The bus halts to allow New Year's tourists to flood across the intersection, then continues over the bridge toward St. Peter's, whose cupola is lit purple-yellow. As they drive past, she cranes her neck to keep the basilica in view until the last possible moment. Then it is gone.
She lives in a modern building that overlooks the Porta Portese flea market and the dog pound. The barking never ceases, so she keeps her windows closed at all times. When she was new to Rome, friends from America used to come stay with her. But each visit proved tense. It's the design of this place, like a New York railroad apartment, every room feeding into the next. These days, it's strewn with dirty clothing--tangled bustiers, oversize T-shirts, banana hair clips. The kitchen is as jumbled, with torn muffin papers, empty milk bottles, used aluminum sheets, shopping bags. No outsider has visited for years, so what's the point in tidying?
She changes into her Fordham sweatshirt, opens the refrigerator, and yawns into its white light. She cracks a Heineken and drinks it before the open fridge, her mind emptying with the can. The sharp corners of her day go smooth.
She scans the fridge: a jar of black olives, no-name ketchup, cheese slices. To eat or to sleep--the perennial night-shift conundrum. She confronts her dilemma as always, with a tub of Haagen-Dazs on the couch and Tony Bennett on the stereo, volume low. The CD came free with a magazine and has become part of her after-work routine. She has the TV on, too, with the sound off. She watches Ballando con le Stelle without seeing,
listens to Tony Bennett without hearing, eats Vanilla Swiss Almond without tasting. Yet the mix is the most splendid she knows.

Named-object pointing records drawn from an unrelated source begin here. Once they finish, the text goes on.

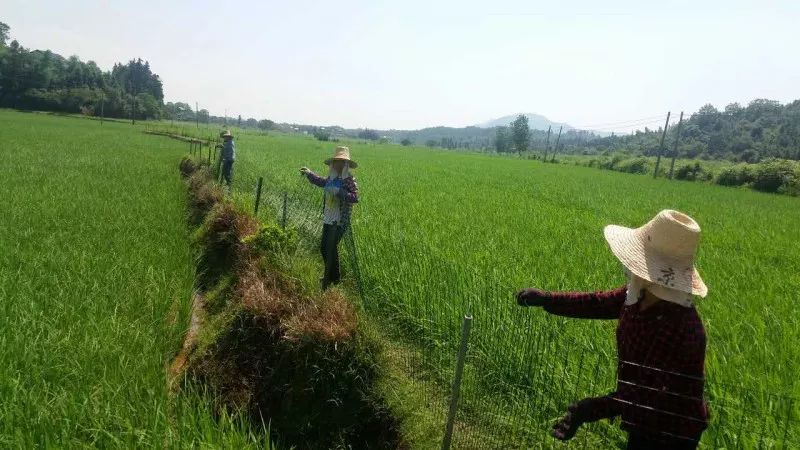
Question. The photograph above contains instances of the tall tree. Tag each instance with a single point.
(4, 34)
(501, 140)
(520, 133)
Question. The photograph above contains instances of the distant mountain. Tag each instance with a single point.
(535, 122)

Next up, the silenced television has a documentary on the deposed Italian royal family. She changes to a news show, which is running clips of Saddam's career, from Halabja to Kuwait to the gallows. She switches back to the royals.
Explosions go off down the street: adolescents testing fireworks for tomorrow. Her feet rest on the coffee table, beside a pile of family photos she brought back from New York after her father's funeral. She drapes the edge of a blanket over the pictures to hide them from view.
She shuts her eyes, shakes her head. "Vicious place." That office. "Let them fire me." They'll do it by email: Ruby, we want to talk to you. "Performance review." Administrative probation. Fired for shouting at that idiot man-child Oliver Ott. Back to Queens. "What a relief that'd be." Seriously. "No reason to stay here." Dario? "He's not a reason."
By 2 A.M., she is drunk. She opens her cellphone, smiling at Dario's name on the list of contacts. She'll invite him over, right now. Why not? She dials him, boozy, brassy.
He doesn't answer.
She closes the phone, wobbles over to the medicine chest. From a toilet bag, she retrieves a bottle of men's cologne, Drakkar Noir. She dabs it on her hands, breathes in, breathes out, eyes closed. She touches her palms lightly together, runs her fingers down her cheeks, around her throat, until she smells Dario all around.
A pebble of melting Haagen-Dazs remains in the container. She slurps it and cracks the last beer, drifting off in front of the TV.
The next morning, a grinding noise wakes her. A high-pitched drilling follows. Then hammer against stone. Construction? On New Year's Eve? "Must be illegal." Not that it matters here. Fucking Italians. She hides under the blanket but can't sleep. In the bathroom, she laps water from the open tap. Noise judders the apartment. She blinks murderously between the blinds at the workmen shouting over a blasting radio.